他從小是父母的心肝肉,娘娘卻沒有爹孃疼愛。
「往後微臣都會陪在娘娘身邊。」
他一時腦熱,便如此脫口而出,也不覺不妥,只想著過去沒人疼愛皇后娘娘,那麼往後由他來疼愛罷。
「你還敢同情哀家了,膽兒挺肥。」皇后側頭看他。
「微臣不敢。」
是心疼,不是同情。
這回兩人又是十分純潔的說說話,便和衣而眠。
微臣願意 (八)
又過一月,皇后未再召見安棲逸,他心下悵然,想著她到底還是不喜他,畢竟哪有女子被兒郎瞧見素面,兒郎卻三番兩次啼哭垂淚的,安棲逸想著都覺自己荒謬,但心裡對皇后的牽掛更甚,到後來,下朝時他都要在空無一人的大殿靜靜站上一刻鐘才離開。
不為什麼,只是想著娘娘,想她當日的風采,說過的話,下過的旨,還有那兩日她退去華衣後的模樣,那猙獰的疤痕與萎縮的左眼。
閭丘先生見他痴傻,便來問他。
「學生見了娘娘傷疤,心裡總是難受,上回........又哭了,娘娘許是厭煩學生罷。」安棲逸落寞道。
「也是,她見你,是想輕鬆快活,焉有耐性次次哄你。」
聽閭丘先生這麼說,安棲逸心中一沉。
豈料幾日後,他在離開大殿時,有位宮女叫住了他。
「大人留步,娘娘請您到後花園一敘。」
安棲逸有些驚訝,但隨即跟著宮女前行,遠遠望去,皇后已坐在亭中,她換下了朝服,改著輕巧些的宮裝,看起來精神奕奕,只臉上仍是濃彩厚妝。
「閭丘先生說,你日日退朝後,都站在殿上發呆。」
皇后端起茶飲了一口,姿態端儀。
「不是發呆,微臣........」
安棲逸還著官服,不敢冒犯。
「直言罷。」
「微臣是在,想著娘娘。」
他並不怎麼羞怯,因他所思所想,都無下流。
「想哀傢什麼?」皇后問。
安棲逸照實說了。
「莫怪閭丘先生幾次對哀家力薦你,他說,若普天之下有誰會.........」皇后忽然不再說下去。

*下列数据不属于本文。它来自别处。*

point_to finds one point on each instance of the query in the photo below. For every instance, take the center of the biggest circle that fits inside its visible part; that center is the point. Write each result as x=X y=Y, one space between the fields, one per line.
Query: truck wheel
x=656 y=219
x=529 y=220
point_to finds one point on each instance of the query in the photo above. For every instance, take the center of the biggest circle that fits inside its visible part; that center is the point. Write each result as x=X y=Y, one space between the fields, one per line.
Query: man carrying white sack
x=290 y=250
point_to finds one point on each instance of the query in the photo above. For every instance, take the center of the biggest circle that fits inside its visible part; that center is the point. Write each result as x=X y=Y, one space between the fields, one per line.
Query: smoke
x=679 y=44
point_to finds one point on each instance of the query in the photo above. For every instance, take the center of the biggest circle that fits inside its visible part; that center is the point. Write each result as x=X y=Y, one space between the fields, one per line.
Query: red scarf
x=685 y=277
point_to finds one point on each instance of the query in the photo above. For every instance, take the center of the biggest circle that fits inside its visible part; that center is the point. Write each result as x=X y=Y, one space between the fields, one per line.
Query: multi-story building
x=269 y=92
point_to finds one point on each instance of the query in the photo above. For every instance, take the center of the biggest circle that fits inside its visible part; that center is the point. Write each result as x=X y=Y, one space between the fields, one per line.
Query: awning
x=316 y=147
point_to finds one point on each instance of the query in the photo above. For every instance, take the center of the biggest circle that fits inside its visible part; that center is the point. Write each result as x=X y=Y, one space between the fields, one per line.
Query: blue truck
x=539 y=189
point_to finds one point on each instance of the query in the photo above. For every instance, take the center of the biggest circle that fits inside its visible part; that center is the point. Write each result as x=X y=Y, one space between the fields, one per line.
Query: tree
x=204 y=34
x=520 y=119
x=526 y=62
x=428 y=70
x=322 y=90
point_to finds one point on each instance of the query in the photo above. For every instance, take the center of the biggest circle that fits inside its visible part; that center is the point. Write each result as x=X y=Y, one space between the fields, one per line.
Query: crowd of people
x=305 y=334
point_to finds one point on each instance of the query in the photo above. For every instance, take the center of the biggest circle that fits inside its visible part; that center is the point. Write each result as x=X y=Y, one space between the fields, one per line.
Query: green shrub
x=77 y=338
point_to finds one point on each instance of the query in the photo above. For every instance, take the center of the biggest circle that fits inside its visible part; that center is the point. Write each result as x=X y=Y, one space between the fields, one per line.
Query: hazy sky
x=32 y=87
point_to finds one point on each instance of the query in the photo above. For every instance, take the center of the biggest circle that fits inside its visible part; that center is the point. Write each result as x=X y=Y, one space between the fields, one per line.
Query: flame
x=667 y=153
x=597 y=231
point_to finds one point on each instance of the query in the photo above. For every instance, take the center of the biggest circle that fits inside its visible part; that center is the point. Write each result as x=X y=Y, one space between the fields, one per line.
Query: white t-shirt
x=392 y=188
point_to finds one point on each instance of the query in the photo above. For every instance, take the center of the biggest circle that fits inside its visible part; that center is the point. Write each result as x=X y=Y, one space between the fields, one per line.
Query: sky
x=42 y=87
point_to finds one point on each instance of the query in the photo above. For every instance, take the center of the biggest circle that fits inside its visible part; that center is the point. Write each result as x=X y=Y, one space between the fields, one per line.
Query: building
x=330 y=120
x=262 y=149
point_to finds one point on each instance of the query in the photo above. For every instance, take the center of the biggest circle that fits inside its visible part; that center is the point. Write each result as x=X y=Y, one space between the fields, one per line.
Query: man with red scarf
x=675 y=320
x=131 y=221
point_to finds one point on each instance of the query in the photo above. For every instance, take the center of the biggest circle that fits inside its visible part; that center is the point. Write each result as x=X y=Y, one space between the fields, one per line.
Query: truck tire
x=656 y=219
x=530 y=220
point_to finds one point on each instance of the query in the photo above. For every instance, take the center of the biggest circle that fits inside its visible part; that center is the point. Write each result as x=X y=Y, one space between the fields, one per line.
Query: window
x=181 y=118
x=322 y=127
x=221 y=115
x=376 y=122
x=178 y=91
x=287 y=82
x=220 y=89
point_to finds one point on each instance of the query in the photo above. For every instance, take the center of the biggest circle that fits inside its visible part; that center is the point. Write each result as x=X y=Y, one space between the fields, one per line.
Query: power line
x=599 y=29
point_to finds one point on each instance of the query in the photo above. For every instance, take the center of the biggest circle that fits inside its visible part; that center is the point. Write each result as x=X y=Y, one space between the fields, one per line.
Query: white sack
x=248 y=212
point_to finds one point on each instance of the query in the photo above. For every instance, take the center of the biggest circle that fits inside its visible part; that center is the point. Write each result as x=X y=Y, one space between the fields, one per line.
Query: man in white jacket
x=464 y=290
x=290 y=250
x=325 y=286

閭丘先生對皇后的影響力這般大,安棲逸心生感激,卻也有種難以言喻的膈應,他不知這膈應從何而來。
「你過來。」
安棲逸原是在皇后身前謙恭地站著,聽到皇后這麼說,便依照官儀,目不斜視走到她身畔垂頭而立。
「坐下,看著哀家。」皇后又道。
他在她側邊坐下了,她的妝容華豔尊貴,看不出那兇惡的傷疤,顯出上妝的人手藝之巧。
「還真不哭了。」皇后歪頭打量他。
安棲逸想開口說點什麼,忽然香風撲鼻,那豔麗妝容逼近,唇上貼來溫熱柔嫩,隨即又消逝。
「真是個傻小子。」
皇后微抿櫻唇,彷佛什麼都沒發生過。
安棲逸愣愣地用指腹按按自己的唇,往手上看去,是濃豔如血的紅。
娘娘的口脂,印在他唇上了。
他下意識地抿唇,用舌尖去舔,膏濃味香。
忽然有塊巨石落在他心湖,濺起萬丈水花,圈圈漣漪散不去。
有什麼在他胸口綻開,一瓣一瓣,柔軟又眩目。
有什麼在他耳際喧譁,叮叮咚咚,清脆且響亮。